Peer influence, strategic discretion and loan defaults in community lending: Evidence from Indian Demonetization


Speaker


Abstract

Prior research on community lending models in microfinance has largely emphasized the benefits of borrower-to-borrower relationships that enable peer monitoring, thus facilitating reliable lending transactions with low servicing costs. We examine whether and how these borrower-to-borrower relationships might also facilitate the spread of loan defaults during a crisis. We investigate this issue through a quasi-experimental design that leverages India’s 2016 demonetization policy, a shock that revoked the legal tender status of 87 percent of the country’s currency in circulation, triggering a massive and unforeseen constraint on borrower liquidity.
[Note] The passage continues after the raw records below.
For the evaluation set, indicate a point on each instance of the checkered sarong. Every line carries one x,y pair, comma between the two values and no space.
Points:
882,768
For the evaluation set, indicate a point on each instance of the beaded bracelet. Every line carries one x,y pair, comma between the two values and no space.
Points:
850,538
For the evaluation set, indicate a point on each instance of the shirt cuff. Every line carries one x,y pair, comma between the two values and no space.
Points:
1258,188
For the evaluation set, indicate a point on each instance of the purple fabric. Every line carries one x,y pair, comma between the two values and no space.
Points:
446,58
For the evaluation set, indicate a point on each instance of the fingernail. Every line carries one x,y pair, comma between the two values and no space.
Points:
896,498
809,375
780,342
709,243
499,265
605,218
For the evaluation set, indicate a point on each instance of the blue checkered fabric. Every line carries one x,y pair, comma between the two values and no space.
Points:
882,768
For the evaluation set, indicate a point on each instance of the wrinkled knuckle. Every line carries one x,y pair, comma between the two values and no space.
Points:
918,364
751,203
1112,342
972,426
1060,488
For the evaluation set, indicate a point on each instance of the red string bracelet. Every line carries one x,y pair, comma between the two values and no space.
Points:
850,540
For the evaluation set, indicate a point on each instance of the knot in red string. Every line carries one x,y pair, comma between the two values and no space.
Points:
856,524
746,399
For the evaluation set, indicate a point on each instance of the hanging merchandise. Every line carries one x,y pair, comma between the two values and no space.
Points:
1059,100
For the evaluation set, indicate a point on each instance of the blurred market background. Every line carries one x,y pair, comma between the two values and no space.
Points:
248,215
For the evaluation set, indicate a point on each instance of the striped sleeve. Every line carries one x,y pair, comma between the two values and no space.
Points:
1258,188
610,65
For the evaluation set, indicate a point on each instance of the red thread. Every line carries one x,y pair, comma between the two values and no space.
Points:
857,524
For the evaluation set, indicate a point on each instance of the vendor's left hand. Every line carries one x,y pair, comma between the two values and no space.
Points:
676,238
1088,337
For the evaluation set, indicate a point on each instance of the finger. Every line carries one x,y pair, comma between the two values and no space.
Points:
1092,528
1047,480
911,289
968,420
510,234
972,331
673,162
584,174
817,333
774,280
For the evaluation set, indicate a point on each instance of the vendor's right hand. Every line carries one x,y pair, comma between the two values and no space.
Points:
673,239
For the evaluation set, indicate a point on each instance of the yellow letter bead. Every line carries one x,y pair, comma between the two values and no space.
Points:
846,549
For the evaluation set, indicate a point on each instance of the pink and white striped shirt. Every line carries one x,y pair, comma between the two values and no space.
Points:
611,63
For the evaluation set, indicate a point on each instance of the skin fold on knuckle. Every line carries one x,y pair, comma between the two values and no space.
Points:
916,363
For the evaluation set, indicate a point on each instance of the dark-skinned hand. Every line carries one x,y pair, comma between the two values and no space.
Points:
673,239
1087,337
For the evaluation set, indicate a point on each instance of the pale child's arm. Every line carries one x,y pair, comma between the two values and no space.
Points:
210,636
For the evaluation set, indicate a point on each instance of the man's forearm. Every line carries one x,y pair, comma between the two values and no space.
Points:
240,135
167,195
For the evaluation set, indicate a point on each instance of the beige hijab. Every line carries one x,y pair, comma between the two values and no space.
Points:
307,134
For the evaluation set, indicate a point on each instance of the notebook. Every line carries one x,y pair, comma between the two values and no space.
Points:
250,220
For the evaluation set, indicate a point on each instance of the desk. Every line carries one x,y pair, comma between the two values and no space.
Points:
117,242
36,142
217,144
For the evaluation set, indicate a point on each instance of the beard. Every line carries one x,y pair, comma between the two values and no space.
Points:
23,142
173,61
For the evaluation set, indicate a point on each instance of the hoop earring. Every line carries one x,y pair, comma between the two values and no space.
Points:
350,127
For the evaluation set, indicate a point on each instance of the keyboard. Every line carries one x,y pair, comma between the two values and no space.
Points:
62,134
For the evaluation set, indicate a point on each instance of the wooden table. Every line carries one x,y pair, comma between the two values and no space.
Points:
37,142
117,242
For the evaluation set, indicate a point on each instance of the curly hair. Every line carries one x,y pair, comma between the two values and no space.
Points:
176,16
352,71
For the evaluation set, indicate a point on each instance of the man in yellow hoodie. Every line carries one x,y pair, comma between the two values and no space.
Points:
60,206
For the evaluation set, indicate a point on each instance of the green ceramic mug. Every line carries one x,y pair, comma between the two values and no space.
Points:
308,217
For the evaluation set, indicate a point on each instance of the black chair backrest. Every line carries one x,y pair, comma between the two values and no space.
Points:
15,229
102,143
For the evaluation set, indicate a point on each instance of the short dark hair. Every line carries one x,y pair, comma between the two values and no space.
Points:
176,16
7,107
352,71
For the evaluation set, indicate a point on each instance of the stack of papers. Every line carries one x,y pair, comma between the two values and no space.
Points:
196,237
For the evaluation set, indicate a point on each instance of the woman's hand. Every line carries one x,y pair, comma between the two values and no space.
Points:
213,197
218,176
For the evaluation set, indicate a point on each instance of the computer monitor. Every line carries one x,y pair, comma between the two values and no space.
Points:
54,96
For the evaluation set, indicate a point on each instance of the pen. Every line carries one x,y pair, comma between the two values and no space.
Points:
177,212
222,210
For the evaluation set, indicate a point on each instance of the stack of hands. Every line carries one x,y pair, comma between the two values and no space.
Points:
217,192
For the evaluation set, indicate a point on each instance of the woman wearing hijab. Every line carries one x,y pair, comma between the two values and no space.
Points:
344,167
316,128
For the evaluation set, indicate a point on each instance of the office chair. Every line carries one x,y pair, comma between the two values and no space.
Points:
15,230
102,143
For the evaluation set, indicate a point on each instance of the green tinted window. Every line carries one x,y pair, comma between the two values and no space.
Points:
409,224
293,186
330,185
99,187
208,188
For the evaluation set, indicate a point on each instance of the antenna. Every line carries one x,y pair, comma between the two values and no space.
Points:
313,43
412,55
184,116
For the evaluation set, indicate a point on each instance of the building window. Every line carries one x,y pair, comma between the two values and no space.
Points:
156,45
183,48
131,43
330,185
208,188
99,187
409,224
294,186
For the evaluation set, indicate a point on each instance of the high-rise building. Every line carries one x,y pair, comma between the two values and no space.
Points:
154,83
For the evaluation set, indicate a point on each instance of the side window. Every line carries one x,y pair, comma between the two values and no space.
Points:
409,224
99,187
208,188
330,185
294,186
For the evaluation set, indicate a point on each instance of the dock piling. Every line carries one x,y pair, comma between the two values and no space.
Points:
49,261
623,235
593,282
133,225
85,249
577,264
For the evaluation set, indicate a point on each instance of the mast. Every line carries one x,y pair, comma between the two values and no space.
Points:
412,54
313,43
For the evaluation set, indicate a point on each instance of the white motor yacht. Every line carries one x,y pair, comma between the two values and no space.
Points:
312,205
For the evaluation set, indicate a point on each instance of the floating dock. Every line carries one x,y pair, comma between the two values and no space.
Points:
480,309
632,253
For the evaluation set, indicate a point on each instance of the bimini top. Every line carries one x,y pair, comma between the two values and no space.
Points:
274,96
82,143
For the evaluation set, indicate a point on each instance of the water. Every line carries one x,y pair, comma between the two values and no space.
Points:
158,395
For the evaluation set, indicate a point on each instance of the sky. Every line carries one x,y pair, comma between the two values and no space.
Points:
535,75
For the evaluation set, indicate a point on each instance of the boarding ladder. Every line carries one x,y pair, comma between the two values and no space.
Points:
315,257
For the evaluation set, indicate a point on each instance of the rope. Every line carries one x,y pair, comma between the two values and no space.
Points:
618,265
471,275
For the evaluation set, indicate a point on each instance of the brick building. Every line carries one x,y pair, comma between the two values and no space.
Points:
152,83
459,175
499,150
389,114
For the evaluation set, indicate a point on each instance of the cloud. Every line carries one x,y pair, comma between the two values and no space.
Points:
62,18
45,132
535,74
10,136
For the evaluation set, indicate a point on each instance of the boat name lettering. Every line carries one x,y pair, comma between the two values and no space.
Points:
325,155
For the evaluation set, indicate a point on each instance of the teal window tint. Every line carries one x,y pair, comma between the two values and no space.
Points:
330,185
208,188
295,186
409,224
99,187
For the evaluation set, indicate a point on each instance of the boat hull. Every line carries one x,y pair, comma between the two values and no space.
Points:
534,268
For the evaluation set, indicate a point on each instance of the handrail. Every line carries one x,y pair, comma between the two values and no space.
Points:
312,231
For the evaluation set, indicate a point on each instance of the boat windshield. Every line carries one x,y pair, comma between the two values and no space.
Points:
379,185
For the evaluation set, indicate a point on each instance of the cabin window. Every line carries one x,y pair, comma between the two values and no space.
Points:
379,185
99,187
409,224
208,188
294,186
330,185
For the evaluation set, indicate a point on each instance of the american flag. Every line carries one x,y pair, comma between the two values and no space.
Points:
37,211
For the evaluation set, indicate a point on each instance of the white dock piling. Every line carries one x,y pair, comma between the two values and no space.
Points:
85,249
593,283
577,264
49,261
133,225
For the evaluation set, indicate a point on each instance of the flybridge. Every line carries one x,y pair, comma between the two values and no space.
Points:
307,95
Using proprietary data on approximately two million borrowers from a leading Indian microlender, we find strong evidence that defaults spread through peer influence: the number of a borrower’s peers who defaulted immediately following demonetization is positively associated with that borrower’s own likelihood of default in subsequent months. We further find that the strength of this peer influence differed based on a borrower’s level of strategic discretion in making timely loan repayment: borrowers with a greater ability to repay were more influenced by the defaults of their peers (incoming peer influence), and their defaults were also more influential upon their peers (outgoing peer influence). Our study thus uses the unique context of community lending following demonetization to contribute new evidence of peer influence during a crisis, while identifying the particular role of strategic discretion as a key condition underlying such influence.